3) And third set of posts say the issue is with explorer trying to figure out the length/duration of the file and where it ends... which is causing the lag similarly to #2 above. In this case they mention there's a DivX fix out there, which I've downloaded and installed but it *does NOT fix the issue* either.

Anyone experiencing the same thing? Know how to resolve it? I repeat again the issue here is not with corrupt MKV file, and not with my hardware, as I can play any other HD MKV file just fine. It's only the selected few that always cause this issue.

Hardware Specs
-------------------------------
CPU: Intel Core2Duo E4500
RAM: 4GB DDR2
GPU: Radeon HD 4xxx Series


----------



## pushkin69 (Feb 16, 2008)

*Re: Locked MKV files, Multiple Instances of Explorer, PC Lag*

There's another possible cause of this found here:
MKV files are locked by Windows Explorer - Microsoft Answers
Not sure if I want to mess around with my registry, but I figured maybe it would give whoever is reading this more info to help me. Please let me know what you think.

"The source of this problem is *DivXPropertyHandler.dll* attempting to determine the length of .mkv files. Windows 7 decides to automatically add the length column in detail view when there is a large amount of video files. Given a .mkv file DivXPropertyHandler.dll doesn't like (for whatever reason), the *explorer handle* on that .mkv *will hang* when DivXPropertyHandler.dll is *unable to determine the length* of that .mkv.

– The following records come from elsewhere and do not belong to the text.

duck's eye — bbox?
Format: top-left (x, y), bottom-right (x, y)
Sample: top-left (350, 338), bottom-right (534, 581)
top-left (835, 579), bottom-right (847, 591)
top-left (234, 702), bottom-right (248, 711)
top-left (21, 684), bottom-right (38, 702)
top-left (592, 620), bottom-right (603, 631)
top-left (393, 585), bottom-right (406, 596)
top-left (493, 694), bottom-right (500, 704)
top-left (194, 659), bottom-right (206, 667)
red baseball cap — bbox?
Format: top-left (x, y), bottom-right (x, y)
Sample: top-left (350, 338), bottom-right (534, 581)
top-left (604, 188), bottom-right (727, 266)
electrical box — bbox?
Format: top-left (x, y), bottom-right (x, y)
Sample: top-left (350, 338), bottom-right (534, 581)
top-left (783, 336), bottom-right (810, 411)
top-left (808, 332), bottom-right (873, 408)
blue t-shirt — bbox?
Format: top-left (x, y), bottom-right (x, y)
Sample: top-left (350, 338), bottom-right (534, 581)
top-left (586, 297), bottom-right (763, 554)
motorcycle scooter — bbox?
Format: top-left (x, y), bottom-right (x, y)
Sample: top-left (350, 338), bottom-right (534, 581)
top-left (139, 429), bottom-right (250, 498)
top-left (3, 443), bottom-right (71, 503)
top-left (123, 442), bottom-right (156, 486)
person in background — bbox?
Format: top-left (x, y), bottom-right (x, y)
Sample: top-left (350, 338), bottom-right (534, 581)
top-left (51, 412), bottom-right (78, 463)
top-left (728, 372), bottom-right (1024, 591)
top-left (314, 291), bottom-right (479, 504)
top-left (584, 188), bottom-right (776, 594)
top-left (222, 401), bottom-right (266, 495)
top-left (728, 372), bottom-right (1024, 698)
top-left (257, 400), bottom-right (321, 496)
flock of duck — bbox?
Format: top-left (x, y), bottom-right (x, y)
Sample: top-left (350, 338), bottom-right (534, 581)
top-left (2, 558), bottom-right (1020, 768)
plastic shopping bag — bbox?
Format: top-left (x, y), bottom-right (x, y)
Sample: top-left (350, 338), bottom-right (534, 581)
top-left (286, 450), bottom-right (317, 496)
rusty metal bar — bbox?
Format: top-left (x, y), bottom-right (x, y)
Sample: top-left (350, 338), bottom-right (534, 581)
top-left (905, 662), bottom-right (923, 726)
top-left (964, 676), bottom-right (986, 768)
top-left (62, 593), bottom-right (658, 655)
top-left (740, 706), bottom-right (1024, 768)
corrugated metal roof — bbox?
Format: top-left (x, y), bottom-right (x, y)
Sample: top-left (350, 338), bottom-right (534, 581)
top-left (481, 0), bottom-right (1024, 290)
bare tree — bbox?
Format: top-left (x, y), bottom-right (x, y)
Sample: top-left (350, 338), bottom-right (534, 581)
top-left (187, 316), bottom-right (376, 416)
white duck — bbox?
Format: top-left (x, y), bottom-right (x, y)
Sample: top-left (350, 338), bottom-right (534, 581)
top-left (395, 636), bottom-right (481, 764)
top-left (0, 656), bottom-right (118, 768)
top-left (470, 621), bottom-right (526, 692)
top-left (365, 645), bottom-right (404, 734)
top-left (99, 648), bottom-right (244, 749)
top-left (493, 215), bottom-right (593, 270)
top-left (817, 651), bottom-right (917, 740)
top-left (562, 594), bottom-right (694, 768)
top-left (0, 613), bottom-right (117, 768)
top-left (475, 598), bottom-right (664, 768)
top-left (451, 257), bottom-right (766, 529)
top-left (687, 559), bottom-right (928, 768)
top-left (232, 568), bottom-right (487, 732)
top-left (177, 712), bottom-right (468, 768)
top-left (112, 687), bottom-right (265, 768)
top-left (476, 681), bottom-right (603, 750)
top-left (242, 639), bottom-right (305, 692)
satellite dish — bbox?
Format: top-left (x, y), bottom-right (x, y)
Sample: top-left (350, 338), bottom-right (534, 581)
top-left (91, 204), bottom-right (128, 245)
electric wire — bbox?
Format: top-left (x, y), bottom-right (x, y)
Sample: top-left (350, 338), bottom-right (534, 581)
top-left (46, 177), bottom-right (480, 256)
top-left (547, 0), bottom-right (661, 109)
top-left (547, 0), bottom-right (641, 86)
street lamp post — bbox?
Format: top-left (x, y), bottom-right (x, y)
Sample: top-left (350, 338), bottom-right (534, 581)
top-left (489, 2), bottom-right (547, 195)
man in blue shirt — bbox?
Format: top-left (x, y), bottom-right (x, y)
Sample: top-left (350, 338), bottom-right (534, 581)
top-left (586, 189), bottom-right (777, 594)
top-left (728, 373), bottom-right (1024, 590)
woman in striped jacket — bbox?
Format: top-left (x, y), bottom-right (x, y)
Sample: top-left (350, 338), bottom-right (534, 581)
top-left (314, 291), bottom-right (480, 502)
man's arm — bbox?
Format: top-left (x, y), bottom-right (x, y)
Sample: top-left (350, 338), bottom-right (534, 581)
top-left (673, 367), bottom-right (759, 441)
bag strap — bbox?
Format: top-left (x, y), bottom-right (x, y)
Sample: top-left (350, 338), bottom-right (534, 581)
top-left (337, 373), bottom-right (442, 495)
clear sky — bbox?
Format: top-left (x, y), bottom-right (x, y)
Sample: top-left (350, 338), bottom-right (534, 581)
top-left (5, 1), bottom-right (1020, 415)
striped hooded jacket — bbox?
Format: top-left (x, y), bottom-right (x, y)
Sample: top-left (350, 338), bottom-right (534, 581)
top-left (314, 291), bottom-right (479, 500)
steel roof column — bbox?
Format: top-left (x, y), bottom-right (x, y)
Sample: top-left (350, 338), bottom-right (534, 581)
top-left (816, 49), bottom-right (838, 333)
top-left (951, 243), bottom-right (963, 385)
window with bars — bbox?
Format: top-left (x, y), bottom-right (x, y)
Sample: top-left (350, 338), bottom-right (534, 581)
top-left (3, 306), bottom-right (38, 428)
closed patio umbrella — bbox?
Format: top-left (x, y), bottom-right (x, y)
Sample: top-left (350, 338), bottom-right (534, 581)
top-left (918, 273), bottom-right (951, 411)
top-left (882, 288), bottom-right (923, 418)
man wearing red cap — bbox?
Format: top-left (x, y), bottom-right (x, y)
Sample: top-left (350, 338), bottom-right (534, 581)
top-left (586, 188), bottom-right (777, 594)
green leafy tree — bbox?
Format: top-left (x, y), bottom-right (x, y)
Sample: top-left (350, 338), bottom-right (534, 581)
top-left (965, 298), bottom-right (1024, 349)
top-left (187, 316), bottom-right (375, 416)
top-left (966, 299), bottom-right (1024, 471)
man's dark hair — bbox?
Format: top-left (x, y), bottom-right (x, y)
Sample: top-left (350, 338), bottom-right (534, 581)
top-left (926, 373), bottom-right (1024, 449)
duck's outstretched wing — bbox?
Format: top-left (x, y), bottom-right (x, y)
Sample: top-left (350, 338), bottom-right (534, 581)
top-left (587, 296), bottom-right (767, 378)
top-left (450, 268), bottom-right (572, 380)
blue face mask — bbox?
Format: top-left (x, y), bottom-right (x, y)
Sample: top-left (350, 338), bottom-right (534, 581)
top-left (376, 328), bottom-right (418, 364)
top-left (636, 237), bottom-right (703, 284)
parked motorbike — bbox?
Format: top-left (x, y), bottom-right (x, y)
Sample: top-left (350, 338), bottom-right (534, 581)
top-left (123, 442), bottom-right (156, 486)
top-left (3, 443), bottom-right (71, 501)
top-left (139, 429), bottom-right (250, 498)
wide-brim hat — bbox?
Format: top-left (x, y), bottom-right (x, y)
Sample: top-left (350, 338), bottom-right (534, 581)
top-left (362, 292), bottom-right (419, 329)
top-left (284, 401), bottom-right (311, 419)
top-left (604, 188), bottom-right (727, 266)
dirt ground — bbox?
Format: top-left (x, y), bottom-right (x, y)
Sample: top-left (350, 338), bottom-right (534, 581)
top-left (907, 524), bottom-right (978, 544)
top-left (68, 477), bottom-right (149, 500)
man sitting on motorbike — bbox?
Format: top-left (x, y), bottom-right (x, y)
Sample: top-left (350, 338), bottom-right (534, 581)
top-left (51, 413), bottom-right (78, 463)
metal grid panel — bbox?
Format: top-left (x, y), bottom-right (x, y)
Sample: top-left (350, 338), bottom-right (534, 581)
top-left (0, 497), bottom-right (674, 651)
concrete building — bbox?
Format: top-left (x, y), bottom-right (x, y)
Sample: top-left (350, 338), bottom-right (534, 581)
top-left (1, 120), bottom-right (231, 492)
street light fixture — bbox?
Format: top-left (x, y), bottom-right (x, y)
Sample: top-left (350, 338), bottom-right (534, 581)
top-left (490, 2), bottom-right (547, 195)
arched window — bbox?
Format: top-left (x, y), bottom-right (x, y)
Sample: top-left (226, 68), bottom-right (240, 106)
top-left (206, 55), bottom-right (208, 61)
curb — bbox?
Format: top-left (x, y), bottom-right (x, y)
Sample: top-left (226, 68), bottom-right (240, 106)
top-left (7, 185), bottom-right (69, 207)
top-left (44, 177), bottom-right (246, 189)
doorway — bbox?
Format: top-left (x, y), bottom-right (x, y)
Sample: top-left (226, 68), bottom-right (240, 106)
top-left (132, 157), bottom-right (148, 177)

And thus the file is locked."


----------



## pushkin69 (Feb 16, 2008)

*Re: Locked MKV files, Multiple Instances of Explorer, PC Lag*

Wow seems like no one here can be of any help. After some more googling, it appears that DivXPropertyHandler.dll was in fact the culprit. I uninstalled DivX from my PC and the issue disappeared. Media Player Classic Home Cinema edition already comes with a built-in plugin to play most video files, including MKV, and the files play just fine without needing DivX at all. The other option was to install K-Lite Codec Pack Standard (after uninstalling DivX), which would enable video playback for virtually all video types and would not involve a divx installation. However, I follow a general rule of thumb - the less you clutter your computer with software the better. So I'd say just use Media Player Classic Home Cinema, or VLC and avoid any bundle codec installations.


----------